Cool, I'm ready to put the frisket on. He's even got the top of the little mustache on there, and that would let me line it up right with the top of the peghead. That's cool. And then there's two tuning holes on there to line that up with. I might tape that in place for a second. I come across this with a piece of tape, just to keep it square to, and then it goes right about there.

[Dan tapes down the frisket on the peghead with low tack tape]

Mm-hmm. Boy, I like the looks of that. I should have painted it white. Now I just have to tape off the rest of the peghead. Let's go outdoors. It's a beautiful day, for the professional.

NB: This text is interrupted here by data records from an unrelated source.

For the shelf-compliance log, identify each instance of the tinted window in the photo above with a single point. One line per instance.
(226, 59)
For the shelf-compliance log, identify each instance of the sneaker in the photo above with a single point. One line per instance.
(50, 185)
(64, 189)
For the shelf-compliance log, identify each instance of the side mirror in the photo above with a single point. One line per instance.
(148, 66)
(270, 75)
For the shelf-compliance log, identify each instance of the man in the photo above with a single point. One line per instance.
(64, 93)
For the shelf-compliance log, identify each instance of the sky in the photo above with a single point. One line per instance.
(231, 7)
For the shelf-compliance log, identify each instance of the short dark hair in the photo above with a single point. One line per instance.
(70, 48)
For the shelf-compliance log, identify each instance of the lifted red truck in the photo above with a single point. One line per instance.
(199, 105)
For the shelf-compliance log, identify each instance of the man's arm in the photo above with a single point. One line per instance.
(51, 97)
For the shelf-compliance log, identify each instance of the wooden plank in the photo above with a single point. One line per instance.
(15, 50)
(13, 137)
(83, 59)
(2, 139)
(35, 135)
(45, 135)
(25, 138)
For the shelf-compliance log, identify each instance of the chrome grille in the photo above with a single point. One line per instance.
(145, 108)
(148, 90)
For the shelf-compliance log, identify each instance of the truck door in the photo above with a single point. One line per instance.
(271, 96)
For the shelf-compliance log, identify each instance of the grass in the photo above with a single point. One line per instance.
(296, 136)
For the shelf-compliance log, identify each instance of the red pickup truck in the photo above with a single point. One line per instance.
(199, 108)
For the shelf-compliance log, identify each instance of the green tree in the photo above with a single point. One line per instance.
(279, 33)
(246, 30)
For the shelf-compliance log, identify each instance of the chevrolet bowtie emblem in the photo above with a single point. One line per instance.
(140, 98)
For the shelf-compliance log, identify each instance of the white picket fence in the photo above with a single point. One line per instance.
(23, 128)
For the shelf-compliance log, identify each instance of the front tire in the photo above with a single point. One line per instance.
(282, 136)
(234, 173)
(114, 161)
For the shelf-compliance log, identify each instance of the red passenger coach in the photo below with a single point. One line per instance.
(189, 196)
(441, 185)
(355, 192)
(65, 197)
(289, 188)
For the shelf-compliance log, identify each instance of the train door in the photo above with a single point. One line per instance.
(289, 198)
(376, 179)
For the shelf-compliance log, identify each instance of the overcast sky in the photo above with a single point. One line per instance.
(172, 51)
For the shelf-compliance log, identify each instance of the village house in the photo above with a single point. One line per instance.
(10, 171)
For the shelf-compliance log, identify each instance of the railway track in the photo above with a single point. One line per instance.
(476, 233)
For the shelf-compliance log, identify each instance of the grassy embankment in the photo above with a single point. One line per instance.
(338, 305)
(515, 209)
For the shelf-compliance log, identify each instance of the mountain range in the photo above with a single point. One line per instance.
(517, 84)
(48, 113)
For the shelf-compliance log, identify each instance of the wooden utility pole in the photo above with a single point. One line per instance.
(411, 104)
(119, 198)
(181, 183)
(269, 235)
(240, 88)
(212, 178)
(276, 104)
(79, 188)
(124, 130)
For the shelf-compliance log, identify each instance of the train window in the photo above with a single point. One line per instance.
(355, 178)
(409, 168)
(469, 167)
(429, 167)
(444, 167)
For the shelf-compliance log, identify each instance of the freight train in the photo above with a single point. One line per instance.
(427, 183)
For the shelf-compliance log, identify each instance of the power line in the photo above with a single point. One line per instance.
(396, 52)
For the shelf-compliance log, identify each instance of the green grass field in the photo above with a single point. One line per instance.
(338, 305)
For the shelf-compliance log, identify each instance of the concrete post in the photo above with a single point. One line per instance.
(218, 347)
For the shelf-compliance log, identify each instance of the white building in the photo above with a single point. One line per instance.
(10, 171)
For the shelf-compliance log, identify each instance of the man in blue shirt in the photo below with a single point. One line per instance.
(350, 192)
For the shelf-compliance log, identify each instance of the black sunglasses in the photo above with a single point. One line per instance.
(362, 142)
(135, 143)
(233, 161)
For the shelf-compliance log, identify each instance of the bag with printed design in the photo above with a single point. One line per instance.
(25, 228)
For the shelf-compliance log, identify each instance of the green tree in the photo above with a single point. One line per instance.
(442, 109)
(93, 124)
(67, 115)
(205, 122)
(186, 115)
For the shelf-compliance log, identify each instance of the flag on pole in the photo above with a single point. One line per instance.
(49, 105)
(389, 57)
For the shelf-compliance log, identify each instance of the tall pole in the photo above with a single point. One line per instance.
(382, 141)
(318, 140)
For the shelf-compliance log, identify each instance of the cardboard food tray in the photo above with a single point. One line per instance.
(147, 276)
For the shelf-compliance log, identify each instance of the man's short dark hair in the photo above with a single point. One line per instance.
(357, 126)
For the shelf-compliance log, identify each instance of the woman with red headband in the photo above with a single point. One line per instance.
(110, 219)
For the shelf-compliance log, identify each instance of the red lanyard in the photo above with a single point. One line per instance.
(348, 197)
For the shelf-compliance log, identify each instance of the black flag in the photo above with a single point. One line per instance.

Spray painting the frisket

Camera Crew: All right, let's do this.

[Dan starts spray painting the frisket on the peghead with aerosol lacquer]

Dan Erlewine: You got to follow the wind. Now it's going that way.

So we had to move our cameras indoors here. It's probably been less than 10 minutes, maybe eight. I did a little practice run last night on a other piece of lacquer and I took it off probably in a minute or so and I got some tips on how to do it.

Removing the frisket

If I see something like a line that doesn't look cut, I might just cut it a little bit, and I have my tweezers because you probably have to peel some of this off. Here goes nothing.

See, I might have left it on a little too long. It's left some residue. Whoa. Keep on going. Come on baby, let's go. Now we have to get smart. Let's see how I'm going to get this residue off. Hold on, I'm getting on there mighty quick with some naphtha [on-screen text reads: Behlen Naphtha Solvent - stewmac.com]. [Dan is rubbing the peghead with a rag with Naphtha on it] Crossing my fingers, knocking on wood.

So you might have learned a lesson on the lesson I just learned. Get it off as quick as you can, and don't be taking a video. It's coming off. Ooh, it looks good too. Go Danny, go.

Mm-hmm. Yay. Whew. Man, we lucked out. You got a double tip there. That's actually good to see a live video like that. Naphtha saved the day, and a little quick action. You got to get right to it and fix your own mistakes.

I'm going to get all this stuff off there and see how it looks. That's probably a 15-minute taping job there.

And that's it. I'm going to leave it just like this with that dry silk screen look. You could spray coats of lacquer on it and melt it all in, but frankly, this finish right off that aerosol can is flat enough that I'm done with it.